Outside Relationships

  1. Get out and about.Attend seminars at other universities and in departments at your institution as well as society meetings when possible. This is a valuable way to grow your research network, hear about academic exchanges and funding opportunities, and gain new information and insights. Send follow-up emails to people with whom you had a good talk or who gave a good presentation.
  2. Help colleagues from foreign countries improve their English writing in drafts of their papers. Alternatively, match them up with freelance editors. When needed, and if you have the means, consider paying for this editing out of some discretionary funding source. Your foreign colleagues will truly appreciate the gesture.
  3. Agree to write recommendation letters for students. Also write letters of promotion for colleagues at other universities. If you are busy, a short clear definitive letter is fine. This is part of being a responsible and caring citizen of the academic community.

The Wider Audience

  1. Make your research available to a broad audience. You can publish popular versions of your academic articles, write blog posts and press releases, contact and talk with journalists, produce or be interviewed for podcasts, or become active on social media like X or LinkedIn. Make sure to let your university’s public relations office know about these efforts, ideally before they occur, to get the broadest exposure and engagement.
  2. Update your website at least once a year. If you have a blog or something similar, post regularly. Send PDFs of your recent academic papers to your research colleagues to ensure that your work is read by the target audience.

Talks and Travel

  1. When visiting another university, ask to meet with graduate students and others at early stages of their careers. If possible, treat them for dinner or lunch. They will often remember this experience for decades.
  2. When you give talks or seminars, try to arrive 10 to 15 minutes early. That way, you can chat with audience members and find out who they are, their backgrounds, and (for foreign audiences) their level of English comprehension. Adjust your lecture, as needed, with this new information in mind to best speak to this particular audience.

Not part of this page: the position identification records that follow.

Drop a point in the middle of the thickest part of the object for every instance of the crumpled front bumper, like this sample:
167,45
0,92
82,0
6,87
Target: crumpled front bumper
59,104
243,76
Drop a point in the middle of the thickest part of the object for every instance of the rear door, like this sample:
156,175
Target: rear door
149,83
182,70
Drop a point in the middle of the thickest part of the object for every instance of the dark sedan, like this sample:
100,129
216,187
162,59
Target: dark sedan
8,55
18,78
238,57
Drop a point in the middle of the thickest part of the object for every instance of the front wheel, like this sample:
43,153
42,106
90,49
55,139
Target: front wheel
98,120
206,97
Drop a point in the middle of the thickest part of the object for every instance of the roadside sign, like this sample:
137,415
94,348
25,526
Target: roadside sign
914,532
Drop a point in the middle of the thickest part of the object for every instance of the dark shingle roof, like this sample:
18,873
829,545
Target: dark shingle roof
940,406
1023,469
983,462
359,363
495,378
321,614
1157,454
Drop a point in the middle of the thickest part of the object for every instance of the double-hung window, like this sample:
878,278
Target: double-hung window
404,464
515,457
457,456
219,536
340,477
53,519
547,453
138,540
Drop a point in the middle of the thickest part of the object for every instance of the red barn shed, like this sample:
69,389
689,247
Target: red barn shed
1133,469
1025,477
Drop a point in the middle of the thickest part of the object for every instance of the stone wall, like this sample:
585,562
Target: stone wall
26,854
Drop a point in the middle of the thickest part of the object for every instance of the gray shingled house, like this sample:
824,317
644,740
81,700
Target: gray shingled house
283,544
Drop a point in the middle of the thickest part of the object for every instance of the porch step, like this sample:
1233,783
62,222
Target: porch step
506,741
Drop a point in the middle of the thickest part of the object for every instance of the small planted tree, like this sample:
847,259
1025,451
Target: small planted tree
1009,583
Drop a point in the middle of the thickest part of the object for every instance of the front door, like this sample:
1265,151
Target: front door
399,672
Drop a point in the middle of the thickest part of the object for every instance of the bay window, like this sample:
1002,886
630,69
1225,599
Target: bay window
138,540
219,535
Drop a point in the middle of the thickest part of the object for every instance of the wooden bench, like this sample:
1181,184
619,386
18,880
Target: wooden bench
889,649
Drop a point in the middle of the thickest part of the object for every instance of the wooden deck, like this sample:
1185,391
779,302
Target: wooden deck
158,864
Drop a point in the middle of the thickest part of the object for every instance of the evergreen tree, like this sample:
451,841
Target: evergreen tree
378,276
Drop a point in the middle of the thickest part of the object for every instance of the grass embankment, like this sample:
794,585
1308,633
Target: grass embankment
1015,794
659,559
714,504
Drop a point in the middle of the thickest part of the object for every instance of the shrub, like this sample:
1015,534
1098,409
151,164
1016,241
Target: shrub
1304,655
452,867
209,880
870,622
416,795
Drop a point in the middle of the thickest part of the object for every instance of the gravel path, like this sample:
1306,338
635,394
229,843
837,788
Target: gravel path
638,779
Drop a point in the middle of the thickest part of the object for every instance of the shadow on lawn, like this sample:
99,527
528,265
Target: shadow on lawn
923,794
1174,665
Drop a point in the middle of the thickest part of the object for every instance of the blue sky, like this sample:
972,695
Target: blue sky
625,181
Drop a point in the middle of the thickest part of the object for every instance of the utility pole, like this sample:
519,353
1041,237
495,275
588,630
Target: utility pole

To conclude, other scholars may have developed additional rules, and I invite them to share them with me and their own colleagues. Meanwhile, I hope those I’ve outlined will help you on your career journey. If 25 rules seem like too many, just select a few that might be useful. Good luck!

Richard Primack is a professor of biology at Boston University. He has served as the editor-in-chief of Biological Conservation and president of the Association for Tropical Biology and Conservation, and has authored the popular book Walden Warming: Climate Change Comes to Thoreau’s Woods as well as several conservation biology textbooks.